Les frères PATHE, l’un portant un phonographe, l’autre une lanterne de projection, accompagnés de leur fameux coq
Les choses se compliquèrent au XIXe siècle, lorsque la technologie naissante permit de dissocier le son de l’image. Le cinéma en est un bon exemple. Les premières projections étaient muettes, parfois accompagnées d’un musicien caché sur le devant de la scène ; pas au fond de la salle, mais sur le devant de la scène pour que « le son provienne de l’image. » Puis le cinéma parlant fit son apparition, suivi du cinéma sonore, et l’on cachât alors des haut-parleurs à côté ou derrière l’écran.
Luciphone – Collection F.B. cliquer ici
Mais avant le cinéma que se passait-il ? Certains diront qu’avant le cinéma il n’y avait rien… Rien d’autre que le “pré-cinéma”, composé de lanternes magiques de tous genres pour amuser les enfants. Il y eut quand même le Luciphone, premier appareil associant l’image et le son dans un luxueux coffret propre à amuser les enfants de riches bourgeois… Ou peut-être les parents de ces enfants gâtés !
C’est oublier les nombreuses Conférences Populaires qui se développèrent à partir de la Seconde République pour « instruire le peuple ». Des conférenciers, illustrant souvent leurs propos avec des projections lumineuses, traitaient des bienfaits de la science naissance ou des dernières connaissances dans les domaines les plus variés tels que l’astronomie, l’agriculture ou l’hygiène.

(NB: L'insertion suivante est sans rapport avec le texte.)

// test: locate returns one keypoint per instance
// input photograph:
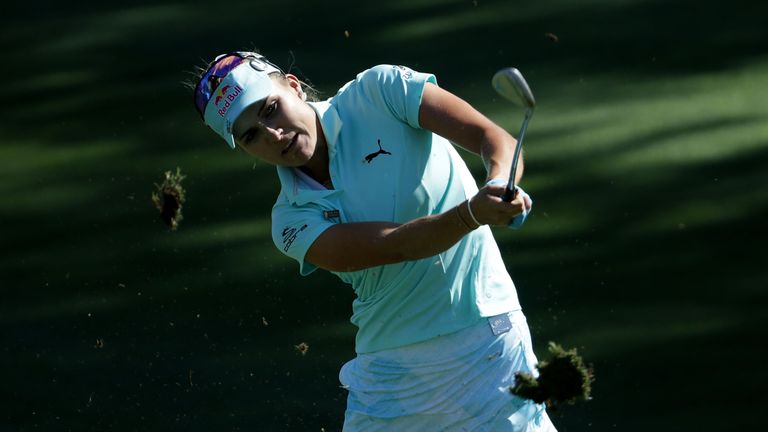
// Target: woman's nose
(274, 133)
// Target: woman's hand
(488, 207)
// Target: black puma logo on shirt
(371, 156)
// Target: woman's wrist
(466, 217)
(472, 214)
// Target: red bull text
(228, 98)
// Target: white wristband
(469, 207)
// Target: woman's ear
(295, 85)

Voir : La Ligue de l’Enseignement et l’Education Populaire
Comment faisait-on alors pour que « le son provienne de l’image » ? On sait que pour avoir une image la plus grande possible, il convient de placer le projecteur le plus loin possible de l’écran tout en gardant une luminosité suffisante pour que l’image soit agréable à regarder. A l’époque le public se précipitait dans ces conférences, faute de cinéma ou de télévision, et les salles devaient être suffisamment grandes pour accueillir tout ce public. Un problème quasi insoluble se posait alors. Comment le conférencier pouvait-il à la fois manipuler le projecteur placé à l’arrière de la salle et faire en sorte que « le son provienne de l’image » figurant sur l’écran situé à l’avant de la salle ?

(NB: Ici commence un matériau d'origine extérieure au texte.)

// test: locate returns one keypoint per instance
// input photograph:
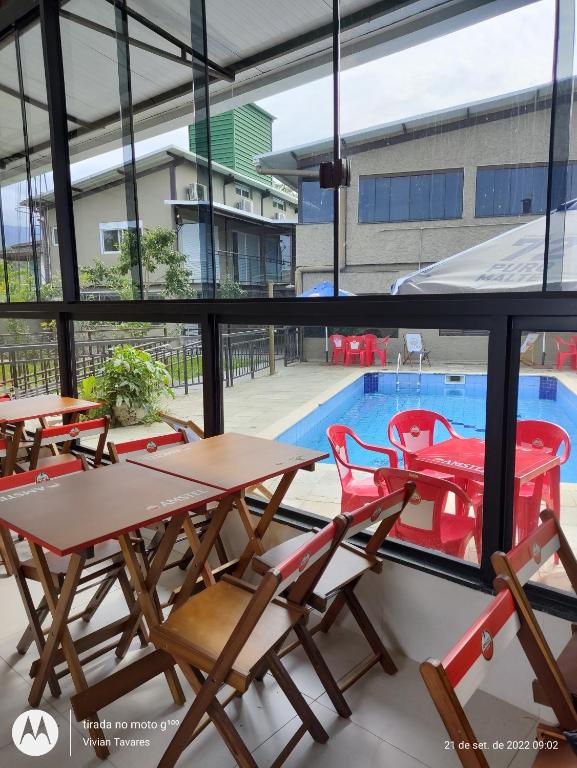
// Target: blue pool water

Conférence faite lors de l’exposition des insectes à l’orangerie des Tuileries en 1874
La seule solution, puisqu’il n’existait ni micro, ni télécommande, ni “synchroniseur”, était de dissocier les fonctions. Il y aurait un conférencier et un projectionniste. D’ailleurs la manipulation de la lanterne, souvent double, ainsi que des vues qu’il faut changer régulièrement et placer dans le bon sens, et enfin du réglage permanent de la source d’éclairage qui “s‘usait” au fur et à mesure de la conférence, était un travail à plein temps pour un projectionniste chevronné. De 1860 à 1900, Alfred MOLTENI, principal fabricant d’appareils de projection au XIXe siècle, fut le projectionniste habile et bénévole de plus de 2000 conférences animées par les plus grands vulgarisateurs de l’époque tels que Camille FLAMMARION, Gaston TISSANDIER, Stanislas MEUNIER, etc. (voir PORTRAITS)

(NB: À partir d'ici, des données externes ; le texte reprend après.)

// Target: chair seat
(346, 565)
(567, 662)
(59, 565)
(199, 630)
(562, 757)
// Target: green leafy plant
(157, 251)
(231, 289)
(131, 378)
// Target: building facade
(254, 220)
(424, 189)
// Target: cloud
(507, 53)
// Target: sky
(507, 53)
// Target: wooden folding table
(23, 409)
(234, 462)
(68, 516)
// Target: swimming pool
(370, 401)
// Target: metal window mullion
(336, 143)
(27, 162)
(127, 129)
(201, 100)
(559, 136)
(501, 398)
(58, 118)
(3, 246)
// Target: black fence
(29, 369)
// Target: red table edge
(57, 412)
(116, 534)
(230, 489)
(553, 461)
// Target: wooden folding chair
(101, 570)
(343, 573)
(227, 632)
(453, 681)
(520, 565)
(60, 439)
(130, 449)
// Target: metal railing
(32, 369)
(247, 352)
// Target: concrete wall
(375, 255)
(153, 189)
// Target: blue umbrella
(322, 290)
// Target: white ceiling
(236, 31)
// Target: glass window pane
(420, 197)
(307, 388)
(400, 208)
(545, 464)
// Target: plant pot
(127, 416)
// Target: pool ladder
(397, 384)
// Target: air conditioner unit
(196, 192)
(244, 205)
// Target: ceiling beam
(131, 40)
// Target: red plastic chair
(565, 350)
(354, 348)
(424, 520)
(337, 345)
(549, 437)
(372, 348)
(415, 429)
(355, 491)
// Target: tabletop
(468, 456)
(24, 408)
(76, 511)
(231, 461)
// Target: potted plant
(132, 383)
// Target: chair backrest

Voir : Enseignement par les projections lumineuses MOLTENI et MEUNIER
Projection dans le grand amphithéâtre de la Sorbonne en 1880
Comment faire en sorte que monsieur MOLTENI (voir PORTRAITS), placé près de la lanterne de projection (à droite de l’illustration), puisse projeter au bon moment les vues correspondant au discours de monsieur FLAMMARION (voir PORTRAITS) situé à gauche devant l’écran, et cela dans une salle la plus obscure possible ?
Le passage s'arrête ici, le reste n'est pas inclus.